Remember that 3D printing is a technological application for making three-dimension objects or materials that have height, width, and depth or breadth. In 4D printing, the fourth dimension is time. This dimension represents the ability of the 3D printed material to shape shift post-production.

This groundbreaking technology would usher in a new era for smart devices and materials. It also has several promising applications in the fields of medicine, construction, automation, and robotics, among others.

4D printing is unfolding and it would produce Transformer-like materials

Professor Marc in het Panhuis and PhD student Shannon Bakarich are building objects using 4D printing in which time is the fourth dimension. Photo credit: University of Wollongong/Paul Jones

The researchers at ACES are currently directing their attention toward the medical field of soft robotics—an emerging field involved in making robots with soft and flexible components to move in very limited and delicate spaces. They are currently designing and manufacturing a valve that is mechanically robust and actuates in response to temperature of its surrounding water.

“The cool thing about it is, it’s a working functioning device that you just pick up from the printer,” said Mark in het Panhuis, ACES chief investigator and professor at the University of Wollongong. “There’s no other assembly required. It’s an autonomous valve, there’s no input necessary other than water. It closes itself when it detects hot water.”

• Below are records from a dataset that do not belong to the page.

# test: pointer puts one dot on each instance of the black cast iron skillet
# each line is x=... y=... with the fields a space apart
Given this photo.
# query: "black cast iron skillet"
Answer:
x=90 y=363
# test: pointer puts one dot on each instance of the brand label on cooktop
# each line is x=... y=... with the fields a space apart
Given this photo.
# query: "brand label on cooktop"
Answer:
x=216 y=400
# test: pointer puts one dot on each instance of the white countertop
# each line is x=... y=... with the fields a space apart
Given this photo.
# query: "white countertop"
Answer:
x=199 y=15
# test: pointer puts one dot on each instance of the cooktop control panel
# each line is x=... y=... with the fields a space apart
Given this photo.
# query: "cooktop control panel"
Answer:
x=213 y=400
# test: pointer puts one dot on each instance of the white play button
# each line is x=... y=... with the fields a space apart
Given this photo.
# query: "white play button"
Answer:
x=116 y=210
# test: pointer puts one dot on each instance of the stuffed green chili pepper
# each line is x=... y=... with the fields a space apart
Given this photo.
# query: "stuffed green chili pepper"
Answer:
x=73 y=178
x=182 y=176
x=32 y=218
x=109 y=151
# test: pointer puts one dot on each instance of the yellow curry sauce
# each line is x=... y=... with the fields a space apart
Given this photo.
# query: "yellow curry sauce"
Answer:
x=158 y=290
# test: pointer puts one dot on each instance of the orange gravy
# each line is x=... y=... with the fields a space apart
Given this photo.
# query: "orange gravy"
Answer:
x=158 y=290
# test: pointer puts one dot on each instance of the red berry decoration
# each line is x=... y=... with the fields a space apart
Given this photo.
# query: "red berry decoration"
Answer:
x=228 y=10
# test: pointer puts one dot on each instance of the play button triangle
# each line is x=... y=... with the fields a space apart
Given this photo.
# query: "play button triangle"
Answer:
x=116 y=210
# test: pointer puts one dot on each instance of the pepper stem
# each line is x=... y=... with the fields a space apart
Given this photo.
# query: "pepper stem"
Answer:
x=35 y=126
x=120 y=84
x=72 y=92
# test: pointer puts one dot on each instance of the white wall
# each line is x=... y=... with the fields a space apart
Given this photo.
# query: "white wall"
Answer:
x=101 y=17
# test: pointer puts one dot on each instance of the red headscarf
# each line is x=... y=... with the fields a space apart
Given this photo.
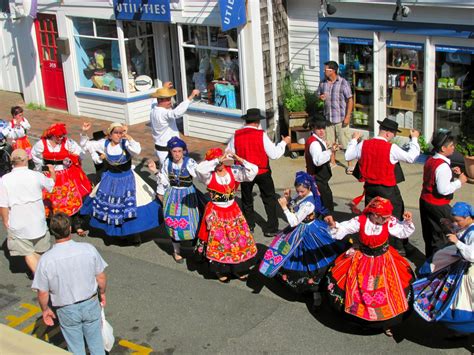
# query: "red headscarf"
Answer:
x=380 y=206
x=55 y=130
x=214 y=153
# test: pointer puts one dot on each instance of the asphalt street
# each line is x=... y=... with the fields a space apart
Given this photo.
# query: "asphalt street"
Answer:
x=157 y=306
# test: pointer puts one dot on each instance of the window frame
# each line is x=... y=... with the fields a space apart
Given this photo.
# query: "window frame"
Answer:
x=182 y=64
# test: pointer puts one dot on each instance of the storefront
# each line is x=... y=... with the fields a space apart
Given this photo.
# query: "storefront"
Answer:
x=95 y=59
x=418 y=71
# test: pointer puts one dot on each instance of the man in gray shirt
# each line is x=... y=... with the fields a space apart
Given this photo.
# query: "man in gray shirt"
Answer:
x=71 y=273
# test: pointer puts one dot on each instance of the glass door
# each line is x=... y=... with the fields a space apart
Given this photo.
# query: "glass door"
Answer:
x=454 y=95
x=356 y=65
x=405 y=85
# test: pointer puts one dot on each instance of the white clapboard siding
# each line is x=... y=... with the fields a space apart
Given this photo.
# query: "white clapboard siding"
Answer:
x=214 y=128
x=9 y=71
x=304 y=40
x=104 y=110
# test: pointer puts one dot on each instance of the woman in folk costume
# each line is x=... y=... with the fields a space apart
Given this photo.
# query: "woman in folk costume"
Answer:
x=122 y=204
x=445 y=293
x=178 y=194
x=72 y=184
x=372 y=281
x=230 y=245
x=302 y=252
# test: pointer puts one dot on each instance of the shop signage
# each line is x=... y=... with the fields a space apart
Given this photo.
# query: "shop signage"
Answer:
x=233 y=13
x=464 y=50
x=406 y=45
x=351 y=40
x=142 y=10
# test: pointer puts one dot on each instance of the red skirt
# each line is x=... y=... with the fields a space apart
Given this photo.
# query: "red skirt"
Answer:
x=71 y=186
x=373 y=288
x=227 y=233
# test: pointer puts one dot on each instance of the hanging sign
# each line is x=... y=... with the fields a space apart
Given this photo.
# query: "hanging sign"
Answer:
x=233 y=13
x=142 y=10
x=351 y=40
x=405 y=45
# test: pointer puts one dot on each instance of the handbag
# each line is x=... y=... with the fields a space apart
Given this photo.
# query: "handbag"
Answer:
x=200 y=251
x=107 y=333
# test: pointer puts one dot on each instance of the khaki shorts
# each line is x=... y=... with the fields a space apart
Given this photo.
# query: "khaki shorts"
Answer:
x=25 y=247
x=343 y=134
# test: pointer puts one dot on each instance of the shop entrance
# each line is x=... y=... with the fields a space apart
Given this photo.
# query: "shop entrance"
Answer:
x=50 y=62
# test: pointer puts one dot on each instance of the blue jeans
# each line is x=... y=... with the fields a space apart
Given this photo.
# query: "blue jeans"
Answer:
x=79 y=321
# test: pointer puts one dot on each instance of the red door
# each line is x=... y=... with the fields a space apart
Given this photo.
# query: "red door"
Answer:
x=50 y=61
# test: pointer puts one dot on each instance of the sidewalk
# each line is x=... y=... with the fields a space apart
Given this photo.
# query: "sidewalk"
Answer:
x=343 y=186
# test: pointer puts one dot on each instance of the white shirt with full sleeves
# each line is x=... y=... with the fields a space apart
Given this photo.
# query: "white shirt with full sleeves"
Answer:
x=318 y=156
x=245 y=172
x=443 y=176
x=399 y=229
x=273 y=151
x=304 y=209
x=38 y=149
x=164 y=182
x=132 y=146
x=397 y=154
x=18 y=130
x=21 y=191
x=466 y=248
x=163 y=122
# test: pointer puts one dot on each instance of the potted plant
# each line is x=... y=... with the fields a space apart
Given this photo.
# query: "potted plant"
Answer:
x=465 y=146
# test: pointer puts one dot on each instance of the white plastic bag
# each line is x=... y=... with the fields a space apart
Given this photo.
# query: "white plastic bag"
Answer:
x=107 y=333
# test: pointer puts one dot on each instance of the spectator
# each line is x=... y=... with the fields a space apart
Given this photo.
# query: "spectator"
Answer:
x=71 y=273
x=22 y=209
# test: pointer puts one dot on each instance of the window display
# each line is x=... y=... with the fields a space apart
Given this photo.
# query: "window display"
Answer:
x=211 y=59
x=98 y=56
x=454 y=89
x=405 y=85
x=356 y=66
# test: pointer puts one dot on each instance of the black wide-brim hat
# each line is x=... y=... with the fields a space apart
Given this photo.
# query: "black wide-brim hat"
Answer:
x=253 y=115
x=389 y=125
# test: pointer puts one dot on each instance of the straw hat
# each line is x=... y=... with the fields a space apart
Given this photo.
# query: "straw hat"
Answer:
x=19 y=155
x=164 y=93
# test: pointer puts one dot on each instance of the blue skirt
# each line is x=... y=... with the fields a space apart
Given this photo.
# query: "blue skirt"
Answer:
x=181 y=213
x=305 y=265
x=445 y=294
x=115 y=208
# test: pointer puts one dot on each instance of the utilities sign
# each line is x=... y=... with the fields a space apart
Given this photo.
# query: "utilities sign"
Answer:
x=233 y=13
x=142 y=10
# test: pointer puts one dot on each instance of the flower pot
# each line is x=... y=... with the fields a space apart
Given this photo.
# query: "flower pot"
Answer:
x=469 y=167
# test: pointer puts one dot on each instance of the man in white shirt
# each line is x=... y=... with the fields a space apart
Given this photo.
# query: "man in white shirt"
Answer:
x=253 y=144
x=163 y=117
x=22 y=209
x=318 y=155
x=71 y=273
x=379 y=169
x=437 y=192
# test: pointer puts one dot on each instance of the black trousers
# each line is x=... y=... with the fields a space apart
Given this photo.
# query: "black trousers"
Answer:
x=433 y=234
x=393 y=194
x=326 y=194
x=267 y=192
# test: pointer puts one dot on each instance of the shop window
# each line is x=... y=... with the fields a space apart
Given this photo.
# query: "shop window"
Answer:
x=454 y=107
x=357 y=67
x=140 y=52
x=211 y=59
x=405 y=81
x=97 y=52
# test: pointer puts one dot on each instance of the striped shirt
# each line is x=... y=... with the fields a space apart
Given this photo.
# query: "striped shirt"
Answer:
x=337 y=94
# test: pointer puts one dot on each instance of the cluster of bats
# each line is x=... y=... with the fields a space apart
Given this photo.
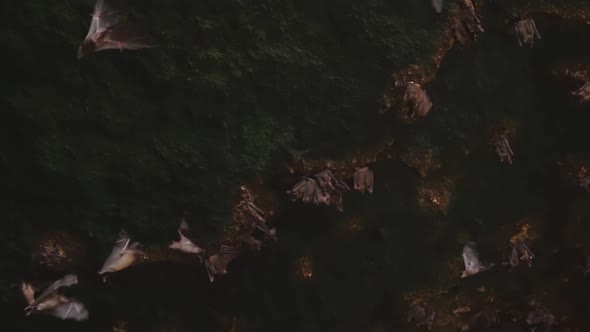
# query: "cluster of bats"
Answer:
x=517 y=252
x=325 y=188
x=52 y=302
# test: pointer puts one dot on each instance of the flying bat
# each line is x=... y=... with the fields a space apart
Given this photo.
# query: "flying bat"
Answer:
x=107 y=32
x=471 y=260
x=184 y=244
x=124 y=254
x=52 y=303
x=216 y=265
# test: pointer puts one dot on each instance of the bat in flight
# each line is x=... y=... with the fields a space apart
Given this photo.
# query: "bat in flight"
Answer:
x=185 y=244
x=124 y=253
x=471 y=259
x=51 y=302
x=107 y=32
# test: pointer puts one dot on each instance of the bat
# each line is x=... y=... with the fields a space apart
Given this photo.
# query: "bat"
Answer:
x=66 y=281
x=471 y=260
x=363 y=180
x=185 y=244
x=107 y=32
x=71 y=310
x=124 y=253
x=50 y=302
x=216 y=264
x=298 y=189
x=254 y=212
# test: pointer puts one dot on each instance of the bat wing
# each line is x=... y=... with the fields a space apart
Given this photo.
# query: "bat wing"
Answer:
x=118 y=250
x=66 y=281
x=103 y=18
x=71 y=310
x=470 y=257
x=183 y=225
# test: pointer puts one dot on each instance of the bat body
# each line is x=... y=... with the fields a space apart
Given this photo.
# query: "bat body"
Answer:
x=363 y=180
x=418 y=100
x=471 y=260
x=185 y=244
x=503 y=150
x=526 y=32
x=216 y=265
x=107 y=32
x=520 y=252
x=583 y=92
x=437 y=4
x=50 y=302
x=124 y=253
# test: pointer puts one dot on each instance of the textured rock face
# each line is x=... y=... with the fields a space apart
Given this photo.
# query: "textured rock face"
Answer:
x=132 y=139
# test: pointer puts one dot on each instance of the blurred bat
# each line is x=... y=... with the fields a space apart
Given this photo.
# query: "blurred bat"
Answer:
x=45 y=298
x=184 y=244
x=107 y=32
x=122 y=256
x=50 y=302
x=471 y=260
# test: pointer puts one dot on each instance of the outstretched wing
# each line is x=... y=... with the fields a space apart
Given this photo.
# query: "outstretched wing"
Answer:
x=66 y=281
x=119 y=37
x=71 y=310
x=118 y=250
x=103 y=18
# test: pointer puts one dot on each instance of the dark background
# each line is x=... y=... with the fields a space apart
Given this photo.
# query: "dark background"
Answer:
x=134 y=139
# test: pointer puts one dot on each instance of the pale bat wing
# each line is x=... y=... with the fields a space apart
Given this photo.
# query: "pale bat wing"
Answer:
x=183 y=226
x=103 y=18
x=117 y=252
x=71 y=310
x=470 y=257
x=118 y=37
x=184 y=239
x=66 y=281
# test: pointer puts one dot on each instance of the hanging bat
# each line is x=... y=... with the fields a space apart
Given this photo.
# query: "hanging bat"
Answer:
x=216 y=265
x=298 y=189
x=254 y=212
x=107 y=32
x=363 y=180
x=52 y=303
x=526 y=31
x=471 y=260
x=184 y=244
x=520 y=252
x=123 y=255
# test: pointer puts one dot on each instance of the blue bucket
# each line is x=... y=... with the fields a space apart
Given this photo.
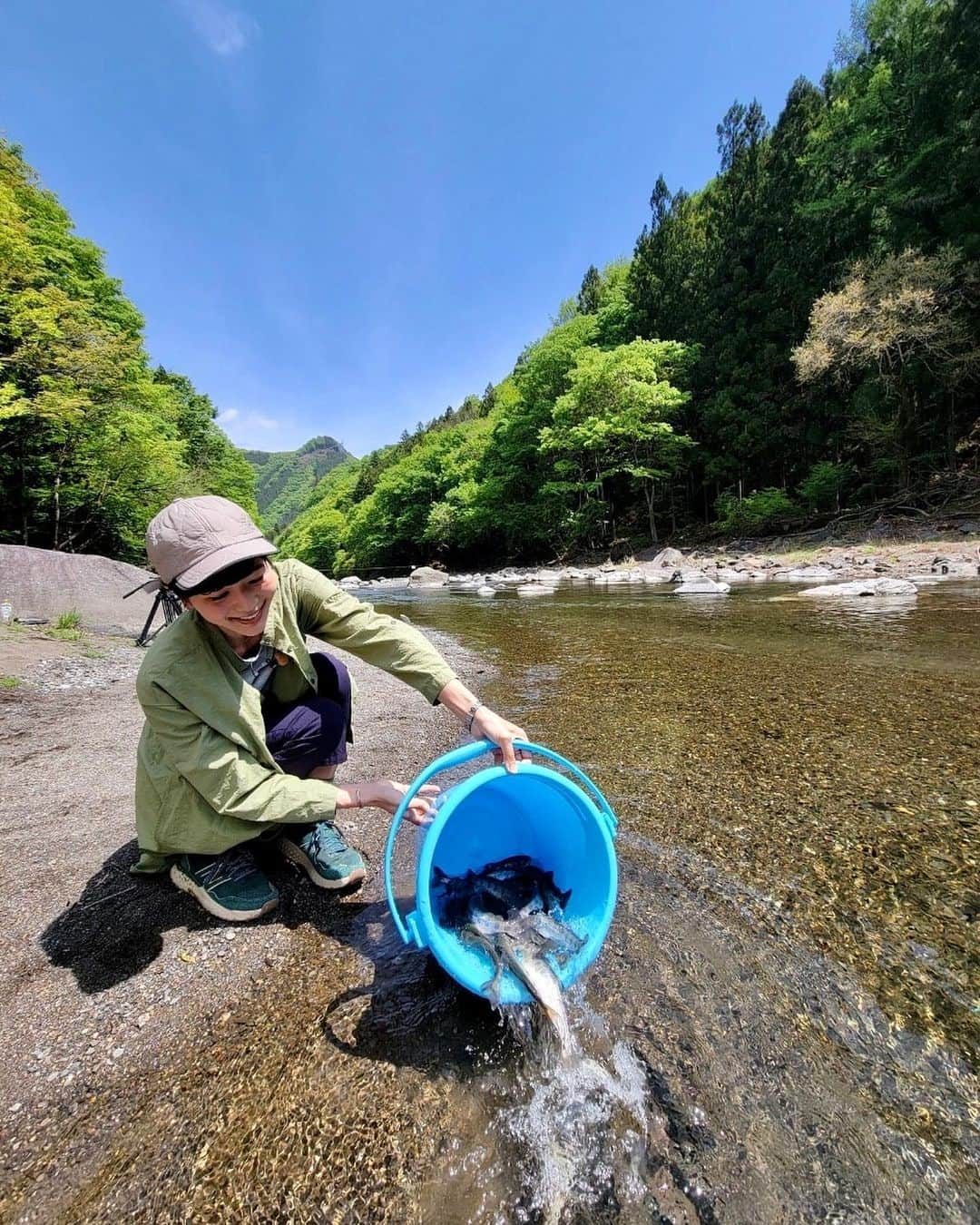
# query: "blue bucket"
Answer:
x=493 y=815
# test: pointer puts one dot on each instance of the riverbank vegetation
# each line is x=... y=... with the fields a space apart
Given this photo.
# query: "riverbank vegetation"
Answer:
x=795 y=337
x=93 y=440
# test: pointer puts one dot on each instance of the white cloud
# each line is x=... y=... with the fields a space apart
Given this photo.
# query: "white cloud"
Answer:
x=224 y=30
x=247 y=420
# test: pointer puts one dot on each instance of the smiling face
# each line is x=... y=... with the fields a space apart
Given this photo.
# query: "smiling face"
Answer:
x=240 y=610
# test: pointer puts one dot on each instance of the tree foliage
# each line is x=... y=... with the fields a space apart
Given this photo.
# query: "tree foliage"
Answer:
x=92 y=440
x=798 y=332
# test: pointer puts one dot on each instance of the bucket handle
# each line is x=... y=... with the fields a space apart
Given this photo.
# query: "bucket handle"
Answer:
x=451 y=761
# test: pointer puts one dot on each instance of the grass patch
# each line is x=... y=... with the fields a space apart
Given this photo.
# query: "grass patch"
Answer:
x=66 y=627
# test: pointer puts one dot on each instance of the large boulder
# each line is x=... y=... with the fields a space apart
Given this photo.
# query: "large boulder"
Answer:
x=45 y=583
x=427 y=576
x=668 y=559
x=702 y=587
x=860 y=587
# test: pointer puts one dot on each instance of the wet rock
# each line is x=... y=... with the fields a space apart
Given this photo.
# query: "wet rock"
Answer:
x=874 y=587
x=427 y=576
x=702 y=585
x=668 y=559
x=806 y=573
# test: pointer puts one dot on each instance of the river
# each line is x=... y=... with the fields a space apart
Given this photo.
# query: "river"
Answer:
x=786 y=1008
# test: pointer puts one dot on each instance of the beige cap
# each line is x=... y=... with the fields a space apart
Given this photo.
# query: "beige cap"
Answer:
x=193 y=538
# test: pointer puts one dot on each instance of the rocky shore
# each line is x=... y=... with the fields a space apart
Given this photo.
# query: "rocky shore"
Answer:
x=122 y=996
x=850 y=570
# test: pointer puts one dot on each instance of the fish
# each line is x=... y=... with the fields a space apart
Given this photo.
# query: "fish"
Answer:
x=501 y=887
x=508 y=947
x=510 y=910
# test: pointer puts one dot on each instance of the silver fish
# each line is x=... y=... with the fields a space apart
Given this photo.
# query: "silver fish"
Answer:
x=518 y=946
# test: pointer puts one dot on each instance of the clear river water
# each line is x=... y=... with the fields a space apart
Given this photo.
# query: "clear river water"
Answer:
x=784 y=1023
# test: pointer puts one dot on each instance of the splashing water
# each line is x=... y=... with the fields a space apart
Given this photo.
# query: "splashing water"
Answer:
x=583 y=1131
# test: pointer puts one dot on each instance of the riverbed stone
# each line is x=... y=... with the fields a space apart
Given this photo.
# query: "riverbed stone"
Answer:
x=874 y=587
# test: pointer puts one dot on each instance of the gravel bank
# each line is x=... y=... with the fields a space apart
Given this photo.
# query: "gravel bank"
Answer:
x=107 y=976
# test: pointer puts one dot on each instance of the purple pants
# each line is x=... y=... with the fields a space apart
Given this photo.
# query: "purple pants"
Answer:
x=314 y=730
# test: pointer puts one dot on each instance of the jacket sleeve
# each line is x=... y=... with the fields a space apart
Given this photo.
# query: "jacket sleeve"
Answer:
x=328 y=612
x=227 y=777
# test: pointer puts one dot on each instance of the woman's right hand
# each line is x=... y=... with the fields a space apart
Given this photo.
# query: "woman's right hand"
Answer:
x=386 y=794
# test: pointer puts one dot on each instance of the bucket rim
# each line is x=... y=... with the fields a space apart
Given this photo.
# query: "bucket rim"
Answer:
x=424 y=919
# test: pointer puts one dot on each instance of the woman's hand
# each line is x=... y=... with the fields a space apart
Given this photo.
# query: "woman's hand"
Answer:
x=386 y=794
x=480 y=721
x=503 y=732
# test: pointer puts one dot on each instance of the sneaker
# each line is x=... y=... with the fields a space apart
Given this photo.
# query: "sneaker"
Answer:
x=324 y=855
x=227 y=886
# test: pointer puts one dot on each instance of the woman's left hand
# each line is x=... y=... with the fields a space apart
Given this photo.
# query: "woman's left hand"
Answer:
x=503 y=732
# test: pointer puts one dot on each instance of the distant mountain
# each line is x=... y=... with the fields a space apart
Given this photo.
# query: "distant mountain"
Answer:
x=286 y=478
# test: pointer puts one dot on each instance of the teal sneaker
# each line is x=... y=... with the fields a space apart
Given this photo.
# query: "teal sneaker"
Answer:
x=227 y=886
x=324 y=855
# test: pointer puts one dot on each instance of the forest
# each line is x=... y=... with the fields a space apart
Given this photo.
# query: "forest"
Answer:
x=797 y=338
x=93 y=438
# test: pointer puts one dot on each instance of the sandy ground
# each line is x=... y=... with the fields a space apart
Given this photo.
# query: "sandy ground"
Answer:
x=105 y=974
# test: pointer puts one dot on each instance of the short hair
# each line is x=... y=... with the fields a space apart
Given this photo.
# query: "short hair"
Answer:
x=233 y=573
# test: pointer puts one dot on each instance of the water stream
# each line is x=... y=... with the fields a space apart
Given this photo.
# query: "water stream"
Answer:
x=784 y=1023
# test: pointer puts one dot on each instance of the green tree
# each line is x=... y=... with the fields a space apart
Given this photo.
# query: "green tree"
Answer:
x=614 y=423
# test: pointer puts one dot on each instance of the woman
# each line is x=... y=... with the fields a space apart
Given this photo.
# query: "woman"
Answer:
x=245 y=728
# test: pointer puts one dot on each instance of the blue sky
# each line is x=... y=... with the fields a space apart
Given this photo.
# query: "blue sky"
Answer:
x=342 y=218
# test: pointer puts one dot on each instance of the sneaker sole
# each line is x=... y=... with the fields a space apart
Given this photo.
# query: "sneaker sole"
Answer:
x=296 y=855
x=201 y=896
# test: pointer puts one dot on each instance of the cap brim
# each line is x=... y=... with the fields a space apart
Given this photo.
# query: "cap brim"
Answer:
x=223 y=557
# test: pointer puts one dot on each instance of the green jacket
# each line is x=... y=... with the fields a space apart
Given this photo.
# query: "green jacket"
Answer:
x=205 y=779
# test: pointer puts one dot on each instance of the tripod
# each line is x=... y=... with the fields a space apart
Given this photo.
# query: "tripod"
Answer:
x=165 y=599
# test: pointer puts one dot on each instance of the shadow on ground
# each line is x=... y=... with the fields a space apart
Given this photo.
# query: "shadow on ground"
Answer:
x=115 y=928
x=412 y=1012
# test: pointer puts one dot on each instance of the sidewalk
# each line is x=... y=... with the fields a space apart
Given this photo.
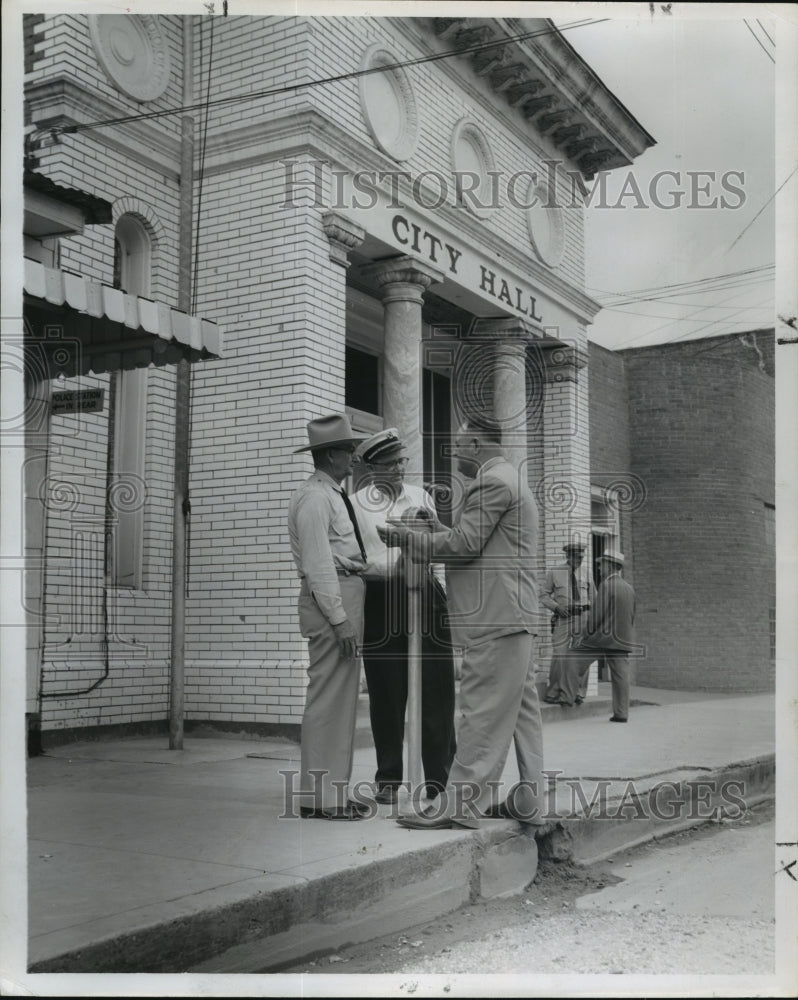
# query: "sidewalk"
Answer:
x=144 y=859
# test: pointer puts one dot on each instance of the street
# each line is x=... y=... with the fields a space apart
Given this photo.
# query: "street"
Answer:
x=700 y=902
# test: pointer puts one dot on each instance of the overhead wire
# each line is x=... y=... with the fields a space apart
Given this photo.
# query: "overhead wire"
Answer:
x=758 y=40
x=341 y=77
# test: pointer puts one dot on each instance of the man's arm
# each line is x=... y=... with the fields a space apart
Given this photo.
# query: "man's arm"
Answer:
x=485 y=504
x=315 y=555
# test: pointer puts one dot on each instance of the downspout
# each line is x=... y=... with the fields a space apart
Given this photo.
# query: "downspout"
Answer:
x=181 y=506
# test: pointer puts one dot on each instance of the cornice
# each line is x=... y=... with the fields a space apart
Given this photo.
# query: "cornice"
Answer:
x=61 y=100
x=547 y=83
x=310 y=133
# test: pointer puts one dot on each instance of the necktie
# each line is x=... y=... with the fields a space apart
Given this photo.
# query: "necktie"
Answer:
x=351 y=512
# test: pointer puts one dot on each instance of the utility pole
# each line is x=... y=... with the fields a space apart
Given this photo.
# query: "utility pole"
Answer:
x=181 y=509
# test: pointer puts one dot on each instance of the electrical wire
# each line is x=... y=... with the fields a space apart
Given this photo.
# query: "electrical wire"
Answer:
x=758 y=40
x=765 y=32
x=289 y=88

Procedure for manufacturing the valve involved 4D printing of hydrogels. The printed hydrogels were made up of an interpenetrating network of alginate and poly N-isopropylacrylamide. 4D structures are produced by printing the dynamic hydrogel ink alongside other static materials.

Accordingly, ACES was the first to combine printing a 4D device with four different cartridges simultaneously, while using tough gels with the incorporated actuating materials.

Further details of the technology are in the article “4D Printing with Mechanically Robust, Thermally Actuating Hydrogels” published in the journal Macromolecular Rapid Communications. Coauthors include Shannon Bakarich, Robert Gorkin III, and Geoff Spinks.